In any case, an insolvency practitioner can help you to decide what to do next, although it’s unlikely you will be able to immediately start a new company, especially if it would be very similar to your bankrupt company.
Anyone you owe money to can register as a creditor in your personal bankruptcy or company liquidation, and again it usually falls to your insolvency practitioner to decide if any of the debt can be paid off using the proceeds of asset sales.
Your company might even find a buyer, and if it changes hands in this way, it might be possible for it to come back out of administration without being liquidated completely – relieving you of responsibility for the debts into the bargain.

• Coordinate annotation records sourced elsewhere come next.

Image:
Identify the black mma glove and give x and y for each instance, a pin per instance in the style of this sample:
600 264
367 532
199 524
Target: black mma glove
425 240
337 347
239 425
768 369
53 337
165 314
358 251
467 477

Options to reverse the effects
If a trading company was dissolved at any time within the past six years, it is sometimes possible to have it restored to full status.
To do this, you must be a former shareholder or director, in which case you can apply to Companies House for a process called ‘administrative restoration’.
You will only get approval for this is the company was trading at the time it was dissolved, but it’s one way to bring a previously successful business back from the grave if you think it’s worth another chance.
Even if the company bankruptcy means it cannot be restored to a trading status, creditors may be able to claim a discretionary grant from the outstanding company assets at the time it was dissolved.
Known as ‘bona vacantia’ or ‘ownerless property’, the assets are held by the Crown and encompass shares, mortgages, intellectual property rights and physical property including any land the company owned.
Ultimately if you were the debtor, the exact restrictions placed on you may vary, but an insolvency practitioner will be able to help you to understand what happens next, including how long it will be before your bankruptcy is discharged and you can consider running a business of your own again.